In recent decades, Lynn turned her complicated feelings about her family into art. She became a playwright, offering several solo shows about her relationships with the other Redgraves. Her most recent, Rachel and Juliet, concerned her mother, actress Rachel Kempson, and her fascination with Shakespeare's teen aged heroine. Nightingale, which Redgrave performed in Los Angeles and New York, grew from a few snippets of information she had about her maternal grandmother. And of course, Shakespeare for My Father, which Lynn wrote and performed in the mid-90s, concerned her distant relationship with Sir Michael.

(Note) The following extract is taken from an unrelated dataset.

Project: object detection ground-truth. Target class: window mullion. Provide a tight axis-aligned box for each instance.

Ms. Redgrave was still working on Shakespeare for My Father when I had the privilege of meeting and working with her. Lynn loved teaching, and for several years, she offered a Master Class to the younger actors at The Shakespeare Theatre Company. This class was a bit unusual in that the major patrons and donors of the theatre were invited to watch the workshop. On a Monday night in 1995, Lynn met our gang of 8 in the green room of the Shakespeare Theatre, about an hour before the class was to take place. She glanced at the monologues we each had chosen to work on, and raised nary an eyebrow at my edited version of a Cassius speech from Julius Caesar. She understood both the fear and the exhilaration of undergoing an acting class in front of 450 strangers, and did her best to put us at our ease.

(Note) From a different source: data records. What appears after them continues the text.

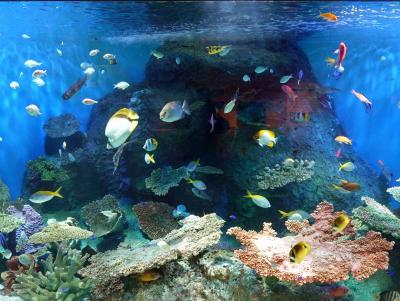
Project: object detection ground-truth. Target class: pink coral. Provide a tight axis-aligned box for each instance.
[228,202,394,284]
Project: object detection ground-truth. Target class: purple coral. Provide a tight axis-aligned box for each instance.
[7,205,44,254]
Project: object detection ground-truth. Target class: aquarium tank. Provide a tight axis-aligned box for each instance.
[0,1,400,301]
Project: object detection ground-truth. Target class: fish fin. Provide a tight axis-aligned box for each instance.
[278,210,289,219]
[182,99,191,115]
[54,186,64,198]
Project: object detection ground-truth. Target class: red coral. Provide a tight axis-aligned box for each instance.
[228,202,394,284]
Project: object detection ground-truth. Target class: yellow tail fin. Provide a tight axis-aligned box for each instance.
[278,210,289,218]
[54,186,64,198]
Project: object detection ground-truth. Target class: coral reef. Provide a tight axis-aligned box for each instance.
[7,205,44,254]
[29,218,93,244]
[386,186,400,201]
[12,245,92,301]
[79,214,224,300]
[228,202,394,284]
[133,202,179,239]
[256,160,315,190]
[0,213,24,233]
[353,196,400,239]
[145,166,189,195]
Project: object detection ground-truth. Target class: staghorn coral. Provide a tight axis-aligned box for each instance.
[29,217,93,244]
[12,245,92,301]
[256,159,314,190]
[145,166,189,195]
[353,196,400,239]
[81,194,122,226]
[133,202,179,239]
[7,205,44,254]
[0,213,24,233]
[228,202,394,284]
[386,186,400,202]
[79,213,224,300]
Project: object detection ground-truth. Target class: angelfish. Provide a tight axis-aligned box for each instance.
[62,75,87,100]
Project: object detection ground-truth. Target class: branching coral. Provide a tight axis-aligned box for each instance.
[145,166,189,195]
[12,246,92,301]
[386,186,400,202]
[29,218,93,244]
[79,214,224,300]
[353,196,400,239]
[256,159,314,190]
[133,202,179,239]
[228,202,394,284]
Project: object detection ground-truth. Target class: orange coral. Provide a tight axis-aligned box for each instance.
[228,202,394,284]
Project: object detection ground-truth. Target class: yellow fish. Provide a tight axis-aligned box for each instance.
[206,46,229,55]
[325,57,336,67]
[335,136,351,145]
[289,241,311,263]
[333,213,350,232]
[319,13,338,22]
[29,186,63,204]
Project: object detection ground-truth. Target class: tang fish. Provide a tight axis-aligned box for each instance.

Before we moved upstairs to the stage to begin the class, Lynn gathered us all into a huddle. She produced a small book of Shakespeare which had belonged to her famous father. It was a well-worn, cloth-bound book, and she explained that she never went onstage without first handling this memento of the great Sir Michael Redgrave. She offered us all the opportunity to indulge in her own private Redgrave ritual, and, one by one, we passed the book around and stroked its textured cover for luck. Lynn is holding that very book in the photo at left, from the Broadway production of Shakespeare for My Father.

Lynn was a consummate performer and teacher, and turned what could have been an awkward evening of tentativeness into a class in which we each shined. I had a great time working on my piece with Lynn; she was an expert at making her points clear and accessible, and somehow, the presence of the audience only enhanced the experience for me. That evening remains one of the most memorable of any I have had on a stage.

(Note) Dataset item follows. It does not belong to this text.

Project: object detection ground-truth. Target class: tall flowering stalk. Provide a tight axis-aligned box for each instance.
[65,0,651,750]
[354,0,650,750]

In addition to seeing her in the Broadway St. Joan, I also saw her as Joanne in Sondheim's Company at the Kennedy Center. I wish I had seen one of Lynn's self-written shows (and secretly wish she had had the time or inclination to write one about her sister. THAT would have been volcanic!)


From Joan of Arc and Lady Bracknell to sitcoms and game shows, she never allowed the Redgrave name to inhibit her choices. The clip below is a great example of Lynn's sweet, down-to-earth attitude toward her work; as much as I admire Vanessa, I can't see her spending much time performing with a puppet.

At 7 PM yesterday, I was thinking about that exhilarating workshop at The Shakespeare Theatre years ago. At that moment, all the marquee lights on Broadway were dimmed for a minute, to honor the memory of Lynn Redgrave.